I know it may be a little too late to ask myself that question. Eliza is almost 4 1/2 years old. Should've asked myself that question 6 years ago. When you are trying to have a baby, you look forward to the baby stuff: the baby smell, breastfeeding, rocking baby to sleep... you don't think ahead to the preschool years, the tween years and the the teen years. Sure you look ahead and think about all of the fun stuff you can do together and think about the person your beautiful newborn will be come 5, 10, 15, 25 years down the road, but as you are holding you precious little baby you honestly can't imagine the stress you will feel once she learns how to push your buttons. Eliza has all of a sudden turned into a ball of attitude and I feel like I don't know how to change that. I know I am not the only mother who deals with this, but it is just a difficult "phase" that I am facing with her right now.

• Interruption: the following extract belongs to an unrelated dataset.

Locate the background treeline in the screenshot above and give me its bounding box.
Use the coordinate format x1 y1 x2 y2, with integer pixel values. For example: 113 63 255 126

She has such a good heart, always thinks of others, but she can get mad so easily these days. I know she tends to yell because we have yelled on occasion ( or maybe more than that ) and I am working so hard on changing my own behavior. I feel like this may be a preamble to what I will face when she becomes a teenager, so something needs to be done about it now, I just don't know where to start. I know I am the one in control here. I am the adult, 31 years old and should not feel that a 4 year old is holding the reins.
So this is the start of a new day. I pray that God gives me the strength to be patient and keep my control with my children and teaches me to be the best mom that I can be...
Let it be known that I love my children both more than anything in this world. I could not imagine life without them and I just want them to be the best people that they can be.